Where have you gone oh darling young Julian? Caught in a time warp, Casablancas taps the pulse of sloshy, discordant recreation and gives us a quilt of hullabaloo that should have been The Strokes’ fourth album. The combination of mass producing and Casablancas’ ‘jesus, I’m the shit, can’t you pay attention to me please’ locution work almost too magnificently completing a brick and mortar wall of sound that only Berlin could grasp the gravity of.
We all wanted a song of the year that made us look cool to have a song of year and we got it. Operators’ ‘True’ swooped in like Angel Nephi and gave us the plates and location to find the book of boombox. But don’t discount what comes after. This EP is great, harboring a disgruntled, sonic creature that may give us all a run for our $.
Unsuspecting as per usual, Dr. Ricardo Donoso (note: our research team could not verify if he is in fact a real doctor and that is pure speculation based on the classiness of his name) begins his latest quest with an ocean coming in and out then eventually labored breathing. High minded and on the nose, yes, but Donoso submerges his compendium into a digital peril of tact and restraint. You’ll thank your lucky stars you’re at an agreeable altitude.

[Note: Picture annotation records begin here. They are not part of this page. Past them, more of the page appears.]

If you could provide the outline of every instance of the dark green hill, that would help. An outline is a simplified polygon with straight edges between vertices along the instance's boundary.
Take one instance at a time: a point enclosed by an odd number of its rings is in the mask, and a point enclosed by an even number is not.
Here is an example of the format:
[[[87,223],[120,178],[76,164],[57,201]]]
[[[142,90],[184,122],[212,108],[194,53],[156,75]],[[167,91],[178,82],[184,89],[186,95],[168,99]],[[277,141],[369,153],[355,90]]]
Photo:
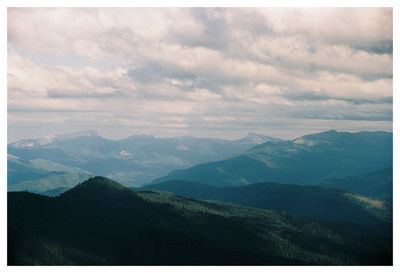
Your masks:
[[[213,187],[188,181],[168,181],[144,189],[168,191],[184,197],[217,200],[287,212],[325,222],[354,222],[366,226],[391,223],[391,205],[340,189],[317,186],[256,183]]]
[[[372,235],[100,177],[55,198],[8,193],[9,265],[391,264]]]
[[[274,181],[313,185],[390,168],[392,157],[392,133],[327,131],[260,144],[226,160],[173,171],[152,183],[188,180],[222,187]]]
[[[325,180],[321,187],[339,188],[391,202],[393,200],[393,168],[386,168],[358,176]]]

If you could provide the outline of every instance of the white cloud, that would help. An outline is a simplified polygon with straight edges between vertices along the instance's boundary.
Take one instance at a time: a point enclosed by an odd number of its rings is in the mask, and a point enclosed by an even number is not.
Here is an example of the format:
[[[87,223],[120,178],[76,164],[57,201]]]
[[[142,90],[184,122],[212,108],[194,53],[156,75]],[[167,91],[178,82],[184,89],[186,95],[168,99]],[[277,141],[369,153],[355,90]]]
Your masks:
[[[267,124],[282,133],[293,119],[387,128],[392,17],[390,8],[9,8],[10,128],[222,135]]]

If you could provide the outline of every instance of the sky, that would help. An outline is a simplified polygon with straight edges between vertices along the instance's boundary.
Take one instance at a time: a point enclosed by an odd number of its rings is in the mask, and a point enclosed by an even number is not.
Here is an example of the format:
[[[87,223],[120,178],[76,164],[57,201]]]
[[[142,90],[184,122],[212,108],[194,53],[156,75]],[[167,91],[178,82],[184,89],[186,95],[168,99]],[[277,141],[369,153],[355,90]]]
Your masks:
[[[7,142],[392,131],[391,8],[8,8]]]

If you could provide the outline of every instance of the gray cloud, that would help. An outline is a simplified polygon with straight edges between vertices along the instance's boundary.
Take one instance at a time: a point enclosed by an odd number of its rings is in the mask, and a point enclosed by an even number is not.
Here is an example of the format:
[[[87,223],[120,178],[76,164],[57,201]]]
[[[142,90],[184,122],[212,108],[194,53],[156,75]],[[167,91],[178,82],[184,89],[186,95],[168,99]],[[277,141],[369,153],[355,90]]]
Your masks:
[[[9,133],[390,129],[392,41],[390,8],[10,8]]]

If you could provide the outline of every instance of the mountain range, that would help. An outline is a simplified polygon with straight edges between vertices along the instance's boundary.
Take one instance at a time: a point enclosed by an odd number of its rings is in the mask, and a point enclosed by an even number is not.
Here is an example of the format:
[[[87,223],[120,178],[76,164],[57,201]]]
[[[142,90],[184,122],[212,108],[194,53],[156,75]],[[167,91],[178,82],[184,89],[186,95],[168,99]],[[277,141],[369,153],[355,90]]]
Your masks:
[[[222,187],[269,181],[315,185],[390,169],[392,158],[392,133],[331,130],[291,141],[266,142],[227,159],[174,170],[152,183],[186,180]]]
[[[96,131],[21,140],[7,147],[8,190],[71,188],[93,174],[140,186],[174,169],[222,159],[265,141],[280,140],[255,133],[232,141],[150,135],[110,140]]]
[[[103,177],[58,197],[9,192],[7,202],[9,265],[392,264],[387,231],[134,192]]]

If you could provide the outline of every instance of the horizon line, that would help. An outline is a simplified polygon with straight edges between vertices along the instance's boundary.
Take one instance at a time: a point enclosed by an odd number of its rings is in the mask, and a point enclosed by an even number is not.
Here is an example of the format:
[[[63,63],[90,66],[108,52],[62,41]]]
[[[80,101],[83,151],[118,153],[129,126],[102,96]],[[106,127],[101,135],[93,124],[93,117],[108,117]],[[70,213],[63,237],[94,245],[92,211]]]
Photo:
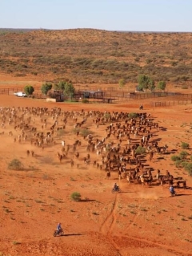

I want chords. And not the normal kind you learn while taking guitar lessons with the beardy guy down on Hoplessness Court. Hospitality seem to pride themselves on their commitment to diminished and negative minor sevenths. Yet the songwriting is groovy as ever. They bring into question: when does composition become so good you’ll never be a headlining band?
So aside from being a filmmaker’s filmmaker and redefining the artist paragon, Jim Jarmusch is also in a band! In this case scoring his own film and being accompanied by virtuoso lute player Jozef van Wissem. What could possibly go wrong? In this case nothing went wrong. Absolutely nothing went wrong.
For those of us who love Chris Clark, we are extending our smiles. After what might consider a gallop in the puddle, Clark kills it, obliterating our expectations with a record inspired by long walks through remote English moors. Recorded in a farmhouse, Clark uses his laptop less like a quantifying composition tool and more like a blunt instrument, building a riotous sound system for an eerie and gradual apocalypse.
What Dan Snaith does is the embodiment of cute, and while critics will thresh through their cognitive dresser drawers for another term there is none. Fortunately he does cute well, outstandingly well, commanding all his bounciest synths and knobbiest fidelities to detail. While his instrumental gauntlet may be the primary entity touching listeners’ throats let us not forget his slightly incurved oval voice, fiddling atop.
Commune begins with the strike of a meditation gong, an interesting serenity in contrast to the rest of the album which has me pleading: “is there a respectable synonym for ‘fucking awesome?’” Goat is the thesis statement to David Byrne’s 1999 essay ‘I Hate World Music,’ a furious hodgepodge of transcontinental influences that merge into a magnificent confluence. Commune is brash and punk, an integrated romp of the senses.
Though it’s conjecturally impossible to top 2010’s lo-fi breakthrough assemblage In Evening Air, Future Islands’ 2014 release Singles was their witting gambit to get recognize, reach a larger audience, and use kaleidoscopic production to land them spots on late night television. Well, it worked. Singles utilizes the classic Islands pallet but escalates it into a glittery, polished, banger bringer that took them from kitchenette sized DIY venues like Brooklyn’s Silent Barn to stages in Paris performing for thousands of fans.
Hear ye the impeccable din prophesying ovation over Will Butler’s announced solo record. Then remember Arcade Fire’s other members’ projects (thinking Sarah Neufeld’s Hero Brother) and locate Richard Reed Parry. Music For Heart And Breath echoes the best works of Terry Riley and Arvo Pärt, a labyrinthine orchestration that makes harmony in dead ends and a listener wonder what it means for music to ascend.
As if to placate the hungering zombies of 90s yesteryear, Alvvays appears and meets their demands. Prepare for nestled little darling songs assisted by Dunlop guitar picks on an anti-oscillating downward stroke. Maybe the most accessible thing on this list, Alvvays breaths reanimated air into a mummified genre. Probably Ian Parton’s album of the year.
It’s like, how isn’t this artist the biggest thing ever of all time? We’ve all asked ourselves this, referring to whomever, but with YACHT, it sticks. In an absolute sucker punch from one of the most underappreciated duos in music, prepare to be dazzled by a hit and subsequent, well, why call them b-sides? Featuring vocals from the most charismatic performer in indie Jona Bechtolt.